Mais contrairement à l’athéisme militant dont il constate la progression dans les cercles cultivés, il ose s’appuyer sur le « sentiment intérieur » pour fonder la croyance : quand on arrive à la limite du démontrable, il est légitime de se fier à un sentiment dès lors qu’il ne s’impose pas comme annulation de toute intelligence. Le témoignage de la conscience accrédite ce que la religion rend plausible, permet de lui apporter cette solidité tant attendue.
Le lecteur pressé ira directement aux questions. Il nous semble pourtant instructif qu’il dispose de quelques repères biographiques.

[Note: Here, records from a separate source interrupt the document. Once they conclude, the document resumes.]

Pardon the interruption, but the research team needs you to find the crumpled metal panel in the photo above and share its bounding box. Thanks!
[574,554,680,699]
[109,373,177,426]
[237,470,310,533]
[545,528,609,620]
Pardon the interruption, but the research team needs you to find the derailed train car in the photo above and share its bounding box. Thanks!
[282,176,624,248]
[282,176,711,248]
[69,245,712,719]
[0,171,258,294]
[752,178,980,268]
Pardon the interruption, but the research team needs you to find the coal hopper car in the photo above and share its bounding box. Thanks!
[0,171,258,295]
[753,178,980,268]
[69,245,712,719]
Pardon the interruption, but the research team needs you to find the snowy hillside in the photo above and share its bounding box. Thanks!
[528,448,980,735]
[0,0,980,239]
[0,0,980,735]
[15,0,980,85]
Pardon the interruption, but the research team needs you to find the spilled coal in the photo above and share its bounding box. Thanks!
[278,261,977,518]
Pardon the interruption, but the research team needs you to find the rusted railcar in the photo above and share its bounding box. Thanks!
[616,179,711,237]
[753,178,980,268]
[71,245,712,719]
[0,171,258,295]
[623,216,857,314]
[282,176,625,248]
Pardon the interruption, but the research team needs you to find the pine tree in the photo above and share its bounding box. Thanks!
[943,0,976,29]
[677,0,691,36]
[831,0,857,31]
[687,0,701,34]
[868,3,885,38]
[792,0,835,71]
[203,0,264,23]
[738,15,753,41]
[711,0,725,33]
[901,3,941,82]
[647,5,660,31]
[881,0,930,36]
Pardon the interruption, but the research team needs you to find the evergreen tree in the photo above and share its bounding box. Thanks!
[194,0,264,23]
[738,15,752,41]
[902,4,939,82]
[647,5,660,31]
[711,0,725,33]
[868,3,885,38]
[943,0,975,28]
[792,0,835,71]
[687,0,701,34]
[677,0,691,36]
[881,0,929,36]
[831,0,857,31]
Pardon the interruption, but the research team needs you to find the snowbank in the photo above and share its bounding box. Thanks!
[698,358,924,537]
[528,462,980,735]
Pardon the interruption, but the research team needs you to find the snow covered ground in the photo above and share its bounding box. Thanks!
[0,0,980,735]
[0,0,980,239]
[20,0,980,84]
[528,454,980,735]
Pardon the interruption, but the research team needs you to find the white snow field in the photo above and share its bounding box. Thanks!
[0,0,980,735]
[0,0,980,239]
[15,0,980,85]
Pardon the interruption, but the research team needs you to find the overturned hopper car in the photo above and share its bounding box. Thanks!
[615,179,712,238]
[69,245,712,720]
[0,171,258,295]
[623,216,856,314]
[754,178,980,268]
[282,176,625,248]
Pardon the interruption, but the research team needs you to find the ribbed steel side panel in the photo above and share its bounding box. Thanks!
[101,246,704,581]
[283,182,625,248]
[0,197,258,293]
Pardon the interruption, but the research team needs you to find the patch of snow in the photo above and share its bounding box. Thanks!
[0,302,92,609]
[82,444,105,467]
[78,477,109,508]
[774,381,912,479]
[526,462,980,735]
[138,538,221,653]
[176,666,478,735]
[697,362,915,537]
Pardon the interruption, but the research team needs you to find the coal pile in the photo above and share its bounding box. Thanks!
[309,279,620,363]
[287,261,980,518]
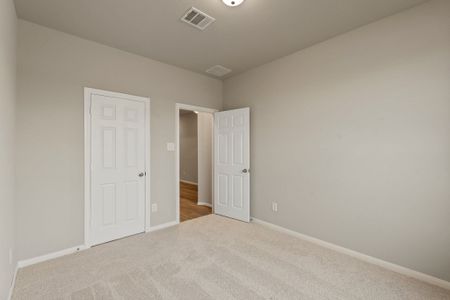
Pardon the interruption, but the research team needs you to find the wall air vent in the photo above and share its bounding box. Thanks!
[206,65,231,77]
[181,7,216,30]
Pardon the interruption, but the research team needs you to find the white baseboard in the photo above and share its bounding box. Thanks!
[17,245,88,269]
[7,264,19,300]
[252,218,450,290]
[180,179,198,185]
[147,221,180,232]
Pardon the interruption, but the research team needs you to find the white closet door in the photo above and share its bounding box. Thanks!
[91,94,146,245]
[214,108,250,222]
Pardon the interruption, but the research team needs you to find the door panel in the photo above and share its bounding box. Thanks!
[90,94,146,245]
[214,108,250,222]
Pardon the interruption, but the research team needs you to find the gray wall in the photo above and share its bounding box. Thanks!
[0,0,17,299]
[16,21,222,259]
[180,112,198,183]
[197,112,214,205]
[224,0,450,280]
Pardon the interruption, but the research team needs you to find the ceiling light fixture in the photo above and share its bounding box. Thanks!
[222,0,244,7]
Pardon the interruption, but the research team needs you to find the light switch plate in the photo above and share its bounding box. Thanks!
[167,143,175,151]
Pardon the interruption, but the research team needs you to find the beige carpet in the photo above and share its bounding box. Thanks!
[13,215,450,300]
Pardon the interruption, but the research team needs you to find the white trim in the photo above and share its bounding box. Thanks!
[147,221,180,232]
[175,103,218,223]
[180,179,198,185]
[84,87,151,248]
[252,217,450,290]
[6,264,19,300]
[17,245,89,269]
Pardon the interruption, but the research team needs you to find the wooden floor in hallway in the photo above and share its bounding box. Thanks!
[180,182,212,222]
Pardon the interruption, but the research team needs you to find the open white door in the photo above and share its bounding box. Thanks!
[214,108,250,222]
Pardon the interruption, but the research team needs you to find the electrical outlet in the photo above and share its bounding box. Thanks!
[272,202,278,212]
[9,248,13,265]
[167,143,175,151]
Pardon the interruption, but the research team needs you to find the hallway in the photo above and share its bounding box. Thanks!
[180,182,212,222]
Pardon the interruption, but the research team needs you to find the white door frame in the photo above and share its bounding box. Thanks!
[175,103,219,224]
[84,87,151,248]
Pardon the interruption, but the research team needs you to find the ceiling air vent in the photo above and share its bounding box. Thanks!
[206,65,231,77]
[181,7,216,30]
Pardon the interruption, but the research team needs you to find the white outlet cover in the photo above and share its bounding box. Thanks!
[272,202,278,212]
[167,143,175,151]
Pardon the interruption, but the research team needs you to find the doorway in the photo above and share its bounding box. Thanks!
[176,104,216,222]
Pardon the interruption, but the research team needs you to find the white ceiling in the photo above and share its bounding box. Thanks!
[15,0,425,77]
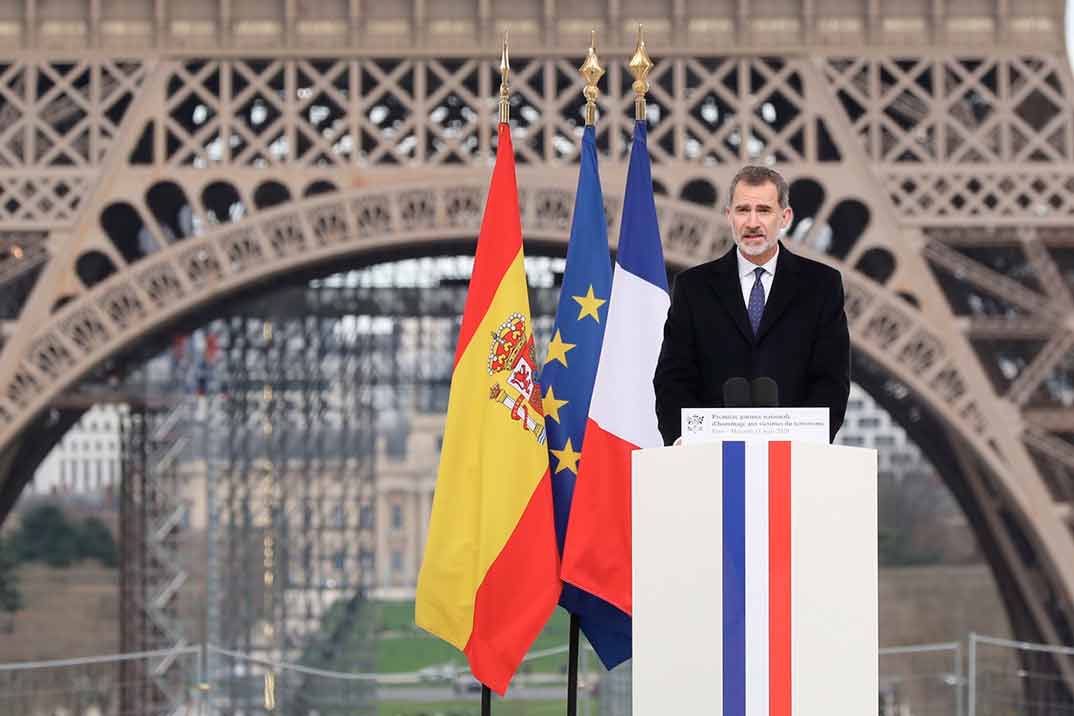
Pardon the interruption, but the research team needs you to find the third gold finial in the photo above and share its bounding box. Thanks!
[627,25,653,120]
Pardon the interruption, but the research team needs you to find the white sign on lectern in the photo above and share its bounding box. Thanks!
[682,408,828,445]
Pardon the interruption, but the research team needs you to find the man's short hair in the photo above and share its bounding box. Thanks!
[727,164,790,209]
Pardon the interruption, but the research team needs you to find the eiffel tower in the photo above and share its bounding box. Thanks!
[0,0,1074,704]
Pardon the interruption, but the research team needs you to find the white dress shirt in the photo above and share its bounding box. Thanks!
[735,244,780,306]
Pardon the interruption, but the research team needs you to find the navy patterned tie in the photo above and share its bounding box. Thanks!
[746,266,765,336]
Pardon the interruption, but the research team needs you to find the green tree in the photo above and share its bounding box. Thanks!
[78,516,119,567]
[0,539,23,631]
[15,505,79,567]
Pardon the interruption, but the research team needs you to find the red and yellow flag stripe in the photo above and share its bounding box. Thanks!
[416,125,561,693]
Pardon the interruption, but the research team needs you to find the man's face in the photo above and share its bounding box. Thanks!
[726,181,793,265]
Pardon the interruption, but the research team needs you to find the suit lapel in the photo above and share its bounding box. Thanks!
[712,247,751,344]
[757,243,798,341]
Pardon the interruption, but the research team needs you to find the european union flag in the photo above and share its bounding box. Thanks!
[541,127,630,669]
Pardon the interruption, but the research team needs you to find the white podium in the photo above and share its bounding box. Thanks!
[633,440,879,716]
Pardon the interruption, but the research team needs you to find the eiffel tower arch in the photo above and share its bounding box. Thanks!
[0,0,1074,680]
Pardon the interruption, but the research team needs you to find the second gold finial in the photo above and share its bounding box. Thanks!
[578,30,605,127]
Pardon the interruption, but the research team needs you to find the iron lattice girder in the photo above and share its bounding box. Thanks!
[0,9,1074,695]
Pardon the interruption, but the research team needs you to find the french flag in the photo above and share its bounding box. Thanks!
[634,440,877,716]
[562,121,671,614]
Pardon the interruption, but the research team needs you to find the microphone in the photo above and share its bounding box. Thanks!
[750,376,780,408]
[724,378,751,408]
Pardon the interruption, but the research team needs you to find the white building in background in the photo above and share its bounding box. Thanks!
[836,383,933,480]
[27,405,120,495]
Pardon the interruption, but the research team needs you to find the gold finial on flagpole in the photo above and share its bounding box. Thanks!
[499,30,511,125]
[578,30,604,127]
[627,24,653,120]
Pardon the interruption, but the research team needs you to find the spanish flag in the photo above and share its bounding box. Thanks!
[416,123,561,695]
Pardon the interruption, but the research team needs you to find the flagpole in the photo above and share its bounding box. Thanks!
[567,30,605,716]
[567,614,581,716]
[481,30,511,716]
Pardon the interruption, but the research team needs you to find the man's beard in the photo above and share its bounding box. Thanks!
[735,236,775,257]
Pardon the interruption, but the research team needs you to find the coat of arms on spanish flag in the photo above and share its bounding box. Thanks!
[416,123,561,695]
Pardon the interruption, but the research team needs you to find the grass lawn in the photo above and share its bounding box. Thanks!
[377,601,584,674]
[377,698,566,716]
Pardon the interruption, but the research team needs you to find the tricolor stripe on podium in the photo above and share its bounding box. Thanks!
[632,440,877,716]
[723,441,792,716]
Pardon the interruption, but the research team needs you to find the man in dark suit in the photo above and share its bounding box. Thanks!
[653,166,851,444]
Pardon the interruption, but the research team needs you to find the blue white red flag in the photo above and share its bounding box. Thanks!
[562,121,671,614]
[541,127,630,669]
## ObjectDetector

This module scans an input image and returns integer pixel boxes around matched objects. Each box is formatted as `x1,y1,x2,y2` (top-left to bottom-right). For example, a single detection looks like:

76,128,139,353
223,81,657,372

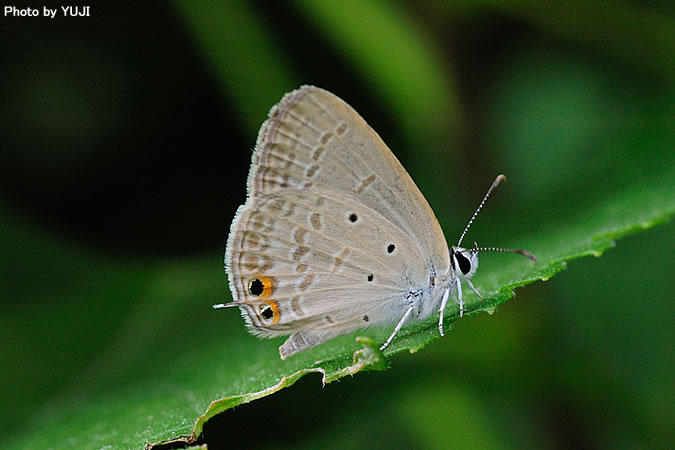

On vient d’annoncer ce parti-pris de subjectivité qui caractérise l’approche théologique de Rousseau : il serait paradoxal d’imaginer une subjectivité sans sujet et d’ailleurs notre auteur ne sépare pas sa pensée de son individualité.
S’il serait hasardeux de plaquer une causalité mécanique entre la vie et la pensée, on peut du moins appliquer à son histoire personnelle un rythme propre au développement de ses rapports avec la religion.
Jean-Jacques Rousseau voit le jour à Genève le 28 juin 1712. Il naît dans un milieu simple d’un père horloger prénommé Isaac et d’une mère qui mourra neuf jours seulement après sa naissance, des suites de ses couches. « Je coûtai la vie à ma mère, et ma naissance fut le premier de mes malheurs », écrira-t-il dans les premières pages des Confessions.
Il est élevé principalement par sa tante, et ses quinze premières années de vie sont marquées par une éducation religieuse stricte : à cette époque, le catéchisme officiel était toujours celui de Calvin, même si sa révision était en cours. Né « dans une famille où régnaient les mœurs et la piété », le jeune Jean-Jacques fréquente les temples de la ville et manifeste une curiosité théologique hors du commun. Il en tire une certaine gloire et affirme avoir lu (et même « appris presque par cœur ») vers huit ou dix ans l’Histoire de l’Église et de l’Empire depuis la naissance de Jésus-Christ du pasteur Jean Le Sueur, une œuvre pour le moins aride ne comptant pas moins de six gros volumes !
Suite à une querelle, Isaac Rousseau doit précipitamment quitter Genève en 1722 : Jean-Jacques est placé chez le pasteur Lambercier à Bossey, à une petite dizaine de kilomètres de Genève. La commune relevait administrativement du duché de Savoie (catholique), mais dépendait religieusement de la cathédrale protestante de Saint-Pierre de Genève. Jean-Jacques y passera deux ans - deux ans de bonheur presque sans nuages, si on en croit les Confessions. « [M. Lambercier], bien qu’homme d’Église et prédicateur, était croyant en dedans », affirme drôlement Rousseau. Le portrait qu’il en dresse montre que ses « instructions douces et judicieuses » ont sans aucun doute donné au jeune garçon une perception positive d’un christianisme généreux et tolérant.
Jean-Jacques retourne à Genève, où il habite chez son oncle Gabriel Bernard. Il est placé comme apprenti, mais ne supportant plus les sévices de son maître, il quitte Genève à l’âge quinze ans et demi, le 14 mars 1728. Notons qu’il ne s’était pas encore engagé publiquement dans la foi protestante par ce qu’on appelle aujourd’hui la confirmation : celle-ci, à l’époque, n’avait pas lieu avant l’âge de seize ans.